For a lot of people, the sorry saga of Metropolitan Mortgage & Securities Co. and affiliate Summit Securities Inc., which both shut down here 11 years ago, has faded from memory or holds little relevance in today’s vastly reshaped local financial landscape.
For many investors, though, particularly seniors who endured significant hardships because of the money they lost when those supposedly super-stable companies collapsed, the recollections no doubt are still sharp and painful.
They should feel some sense of closure, though, when the complex and lengthy U.S. Bankruptcy Court-directed effort to recoup as much of their money as possible is deemed to be complete, which now appears, thankfully, to be within sight.
As the Journal reported recently, a Bankruptcy Court judge has approved a second—and likely final—five-year extension of separate trusts that were established to liquidate the companies’ assets, which included widely scattered and diverse real estate holdings.
The extension was based on the likelihood of recovering close to an additional $60 million through remaining property sales, and dedicated plan administrator and trustee Maggie Lyons says she hopes final distributions can be made to investors by 2018—well before the extension expires.
The lion’s share of the additional proceeds are expected to come from the sale of a 367-acre residential subdivision property in Brea, Calif., that former Metropolitan affiliate Old Standard Life Insurance Co. had owned and that has an estimated recovery value of more than $40 million.
To be sure, the amount of money the trusts already have recovered is substantial, but it represents a fraction of the money the investors legally are owed.
To date, the Metropolitan Creditors’ Trust has issued six distributions to trust beneficiaries totaling $101.3 million, which equates to a 28 percent recovery on $361.7 million in allowed Metropolitan bankruptcy claims.
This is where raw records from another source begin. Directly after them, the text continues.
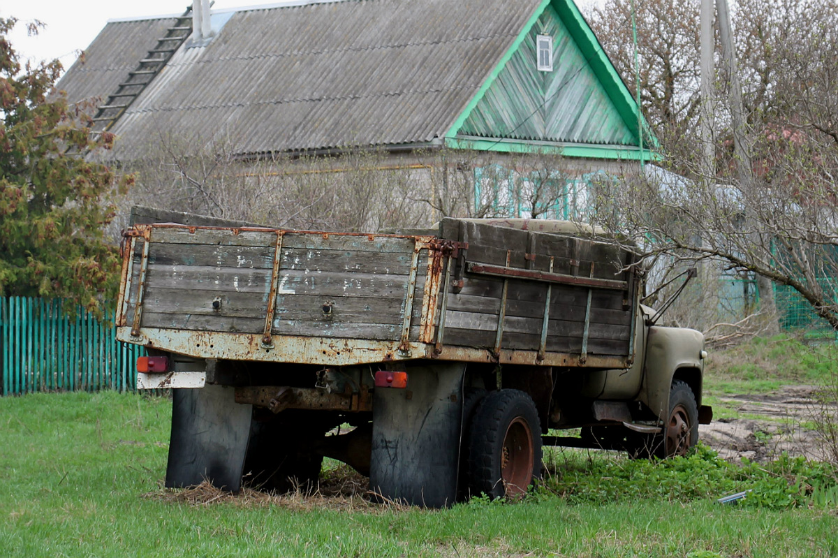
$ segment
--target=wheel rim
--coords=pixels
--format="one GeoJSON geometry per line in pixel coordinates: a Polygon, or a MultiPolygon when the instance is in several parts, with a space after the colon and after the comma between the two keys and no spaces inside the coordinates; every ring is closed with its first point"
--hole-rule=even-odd
{"type": "Polygon", "coordinates": [[[507,496],[526,493],[532,480],[535,449],[530,425],[516,416],[506,429],[500,455],[500,478],[507,496]]]}
{"type": "Polygon", "coordinates": [[[675,406],[666,428],[666,455],[685,456],[690,449],[690,419],[683,405],[675,406]]]}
Meanwhile, the Summit Creditors’ Trust has issued five distributions totaling $24.2 million and representing a 16 percent recovery on $151 million in allowed Summit bankruptcy claims. The allowed bankruptcy claims don’t include tens of millions of dollars’ worth of preferred stock that also was wiped out.
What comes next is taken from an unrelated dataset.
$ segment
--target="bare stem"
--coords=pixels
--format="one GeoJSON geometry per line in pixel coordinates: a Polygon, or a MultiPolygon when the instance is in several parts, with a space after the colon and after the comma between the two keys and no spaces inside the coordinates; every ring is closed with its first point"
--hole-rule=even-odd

Many investors had their life savings wiped out or sharply reduced and hundreds of employees lost their jobs when the $2 billion-plus Metropolitan conglomerate, widely regarded for decades here as a safe and conservative investment option, crumbled.
Its demise, which included vacating its 178,000-square-foot, 18-story flagship building at 601 W. First that now is named the Wells Fargo Center, was a local precursor to the financial industry crisis that swept the country a few years later.
Many older investors in the companies have died while waiting for the trusts’ work to be completed, a fact that Lyons has often lamented. For their heirs and for those who are still living, the day is approaching when they’ll be able to put the whole matter—at least symbolically—behind them.